Hid Midlife Outtakes aren’t all that titillating since you’ve probably heard them before, maybe even in his movies, not that he hasn’t any authority to talk about midlife, not that it’s even particularly wrong for someone who really seem to have grappled with an actual crisis, one that doesn’t simply invoke the need to call it with the proverbial and overused phase/state of being, a Midlife Crisis, but between his lengthy essays on showbiz and celebrity culture versus his longish discourses on people who look down on his Porky/Petunia/sacred elephant from India/ballooning figure/sofalikeness, etc; the hoity-toity balikbayan friends, the Grinchy attitude (and what self-respecting artiste professes adoration for the Christmas season), and just about anything that causes him to really bitch, the showbiz talk wins.

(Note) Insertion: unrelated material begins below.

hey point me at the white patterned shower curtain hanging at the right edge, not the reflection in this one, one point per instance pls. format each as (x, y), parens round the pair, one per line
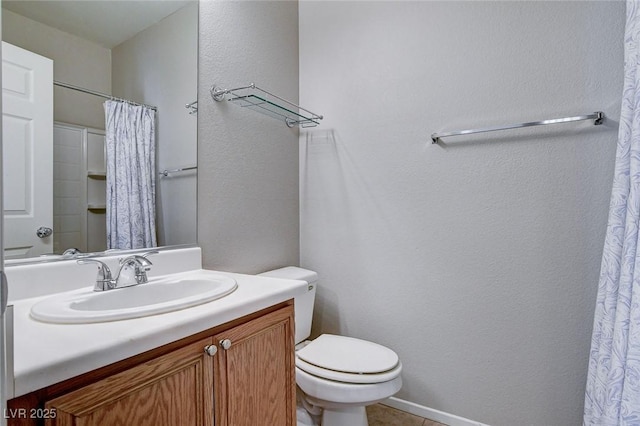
(612, 394)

Even the title is apt. It’s somehow convincing that it’s not just a stroke of whim to bundle these essays under the name Porn Again. Wearing his national pornographer title like a badge, JR somehow lives up to the pornographer endowment, if only to go by the dictionary definition of pornography as that which depicts things in a sensational manner as to cause intense emotional reaction. If you think about it, he kind of deserves the title.